La cuarta etapa es la depresión. Al empezar a aceptar la realidad, una profunda tristeza invade. Nada resulta divertido, no hay apetito, no se puede dormir. Esta etapa es la más dura, pero también es prueba de que se avanza hacia la recuperación.

La quinta etapa es la aceptación. Se acepta el hecho de la ruptura y se puede mirar hacia una nueva vida. Al recordar a la ex pareja ya no se siente un dolor intenso, y se puede reflexionar: «aprendí algo de aquella experiencia».

Tiempo estimado de recuperación

Existe la creencia popular de que «para superar una ruptura se necesita la mitad del tiempo que duró la relación», pero no tiene base científica. Según las investigaciones, la mayoría de las personas se recuperan lo suficiente como para no tener dificultades en la vida diaria en unos 3 meses tras la ruptura, y la aceptación completa suele llevar entre 6 meses y 1 año.

Sin embargo, la velocidad de recuperación varía mucho entre personas y depende de la duración de la relación, la forma de la ruptura, la disponibilidad de apoyo social y el nivel de autoestima. No necesitas agobiarte pensando «es raro que aún no lo haya superado». Puedes afrontar la tristeza a tu propio ritmo.

Acciones concretas para acelerar la recuperación

Lo más importante para acelerar la recuperación es la «regla de no contacto». Corta completamente la comunicación con tu ex. Deja de seguirle en redes sociales, deja de intercambiar mensajes y no busques información a través de amigos en común. Exponerse a información sobre la otra persona mientras el sistema de recompensa del cerebro está en «síndrome de abstinencia» retrasa significativamente la recuperación.

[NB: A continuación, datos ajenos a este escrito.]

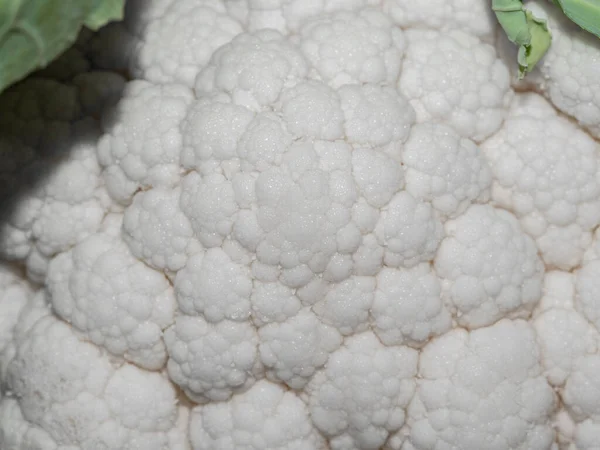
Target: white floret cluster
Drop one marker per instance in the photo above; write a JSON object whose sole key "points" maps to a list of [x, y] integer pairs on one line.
{"points": [[302, 225]]}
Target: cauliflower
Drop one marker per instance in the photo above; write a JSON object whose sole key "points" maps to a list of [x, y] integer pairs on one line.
{"points": [[301, 225]]}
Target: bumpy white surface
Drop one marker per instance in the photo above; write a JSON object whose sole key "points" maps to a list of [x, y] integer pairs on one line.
{"points": [[434, 78], [142, 147], [546, 170], [489, 267], [113, 298], [484, 386], [344, 232], [177, 44]]}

Mover el cuerpo también es eficaz. El ejercicio libera endorfinas y mejora el estado de ánimo. No necesita ser ejercicio intenso; 30 minutos de paseo diario tienen un efecto suficiente. Especialmente el paseo matutino reinicia el reloj biológico y también mejora la calidad del sueño.

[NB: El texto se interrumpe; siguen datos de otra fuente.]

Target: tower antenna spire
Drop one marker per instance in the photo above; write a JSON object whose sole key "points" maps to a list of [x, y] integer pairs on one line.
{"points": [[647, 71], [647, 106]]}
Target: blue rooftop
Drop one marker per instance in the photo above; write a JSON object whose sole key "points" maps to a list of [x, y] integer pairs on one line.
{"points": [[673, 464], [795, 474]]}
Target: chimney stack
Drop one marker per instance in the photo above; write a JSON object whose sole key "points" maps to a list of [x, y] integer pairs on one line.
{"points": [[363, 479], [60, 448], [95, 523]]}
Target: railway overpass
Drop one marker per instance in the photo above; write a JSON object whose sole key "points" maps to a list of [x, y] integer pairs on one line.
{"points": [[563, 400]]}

Verbalizar las emociones también promueve la recuperación. Escribir los sentimientos en un diario, hablar con un amigo de confianza, consultar a un terapeuta: el acto de exteriorizar las emociones ayuda al procesamiento emocional del cerebro. Sin embargo, repetir la misma historia una y otra vez puede llevar a la rumiación, así que conviene añadir también «lo que he descubierto hoy» o «lo que quiero hacer mañana».

Lo que no debes hacer

También hay comportamientos que retrasan la recuperación. Lo que más debes evitar es la «relación rebote». Buscar a alguien nuevo para llenar la soledad supone tapar el dolor de la relación anterior sin procesarlo. Las emociones no procesadas se trasladan a la siguiente relación y se convierten en la causa de repetir el mismo patrón.

También debes evitar anestesiar las emociones con alcohol o atracones. Aunque temporalmente olvides el dolor, a la mañana siguiente te espera un sufrimiento aún mayor. El camino más corto hacia la recuperación no es evitar las emociones, sino sentirlas plenamente de forma segura.

Vigilar continuamente las redes sociales de tu ex también obstaculiza la recuperación. Cada vez que ves su nueva vida, surgen comparaciones y arrepentimientos, y el proceso de recuperación vuelve al punto de partida. Utiliza activamente las funciones de bloqueo y silenciar.

Convertir la ruptura en una oportunidad de crecimiento

Después de haber llorado lo suficiente, reflexionar sobre la experiencia de la ruptura profundiza el autoconocimiento. «¿Qué tipo de relación busco?», «¿qué patrones estoy repitiendo?», «¿qué quiero cambiar en la próxima relación?». Al enfrentar estas preguntas, la ruptura deja de ser solo dolor y se convierte en un aprendizaje para construir mejores relaciones.

También es importante recuperar tu propio tiempo. Dedica tiempo a las aficiones que postergaste durante la relación, a las amistades que se distanciaron, a los retos que querías emprender. Enriquecer el tiempo a solas es también cultivar un yo que no dependa de la siguiente relación.

El dolor de una ruptura no dura para siempre. Aunque ahora no puedas creerlo, con el tiempo y un manejo adecuado, la recuperación llega sin falta. Lo importante es no apresurar el proceso de recuperación y afrontar la tristeza a tu propio ritmo.